うどん小話 番外編 その二十 あん餅雑煮の謎(最終版)
向山周慶は1746年(延享3年)、大内郡湊村(現在の東かがわ市白鳥町)の生れです。16歳にして、藩医池田玄丈に漢方医学を学びました。
周慶が製糖法を完成させた説には二つあります。
一つは、京都への遊学で薩摩藩の医学生某と交わり、1788年(天明8年)京都の大火の時、この医学生某が災害に遭い、これを周慶が助けたことにより製糖法を伝授されたという説。
二つ目は、関良助と言う薩摩の人が四国遍路の途中、大内郡港川堤防で病にかかり苦しんでいるところを近所の人が見つけ、周慶の家に運んできました。周慶の懸命な治療により病は癒えました。その恩返しに製糖法を教えたという説です。
いずれにしても周慶は製糖法に情熱を傾け、1790年(寛政2年)に砂糖40斤(1斤は600g)余りを作り出すことができたのです。
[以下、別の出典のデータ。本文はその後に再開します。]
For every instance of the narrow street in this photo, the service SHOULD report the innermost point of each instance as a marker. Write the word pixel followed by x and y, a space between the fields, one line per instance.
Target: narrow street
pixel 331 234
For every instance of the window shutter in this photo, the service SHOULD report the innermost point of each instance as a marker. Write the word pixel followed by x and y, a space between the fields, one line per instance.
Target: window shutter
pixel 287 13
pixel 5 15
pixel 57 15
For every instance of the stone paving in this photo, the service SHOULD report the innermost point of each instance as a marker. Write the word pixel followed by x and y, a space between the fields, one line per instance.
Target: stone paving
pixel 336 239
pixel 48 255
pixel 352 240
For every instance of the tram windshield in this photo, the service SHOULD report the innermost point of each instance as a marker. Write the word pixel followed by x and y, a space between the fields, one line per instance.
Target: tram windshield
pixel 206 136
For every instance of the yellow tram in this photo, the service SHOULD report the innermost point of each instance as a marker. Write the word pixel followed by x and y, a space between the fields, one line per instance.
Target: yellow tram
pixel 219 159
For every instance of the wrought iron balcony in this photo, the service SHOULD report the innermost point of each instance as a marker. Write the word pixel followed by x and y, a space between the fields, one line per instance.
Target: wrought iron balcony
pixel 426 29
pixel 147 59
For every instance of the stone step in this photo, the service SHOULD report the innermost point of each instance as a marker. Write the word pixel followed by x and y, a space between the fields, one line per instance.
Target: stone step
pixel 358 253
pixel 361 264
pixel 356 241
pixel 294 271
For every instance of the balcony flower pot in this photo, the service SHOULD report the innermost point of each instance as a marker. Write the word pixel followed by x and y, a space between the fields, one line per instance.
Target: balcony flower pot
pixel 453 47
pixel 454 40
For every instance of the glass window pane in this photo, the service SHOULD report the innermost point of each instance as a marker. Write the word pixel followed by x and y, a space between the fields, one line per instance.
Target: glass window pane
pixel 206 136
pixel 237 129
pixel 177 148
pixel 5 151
周慶は砂糖を藩に献じると同時に製糖奨励の必要を説き、これをもって藩財政を救済する唯一の策であると建言しました。これにより東讃一円(現在の東かがわ市・さぬき市)で広く栽培されるようになり、舶来糖をしのぐ優良品が多量に製造できるようになりました。
ちなみに、私が小学生の頃まで各町村には製糖工場が一ヶ所は有りました。下校のおり、その工場からサトウキビをちょっと失敬し、ガリガリかじりながら家へ帰ったことを思い出します。遠くで秋祭りの鐘と太鼓の音がしていたような気がします・・・・。
このようにして高松藩の砂糖生産量は、日本国内の8割を占めるに至りました。東浜港(現在の城東町)より大阪に向けて出荷し、その当時の"砂糖相場"は高松藩が決めていたと言われています。
高松藩松平家十二万石は大いに富み、あん入りの餅を目出度い正月の雑煮に入れるよう奨めたのです。もっとも砂糖は貴重品でしたので、正月三ケ日の雑煮に限ったわけです。
話が少々長くなりましたが「あん餅雑煮」は高松藩、そして讃岐人の"富"の象徴であったのです。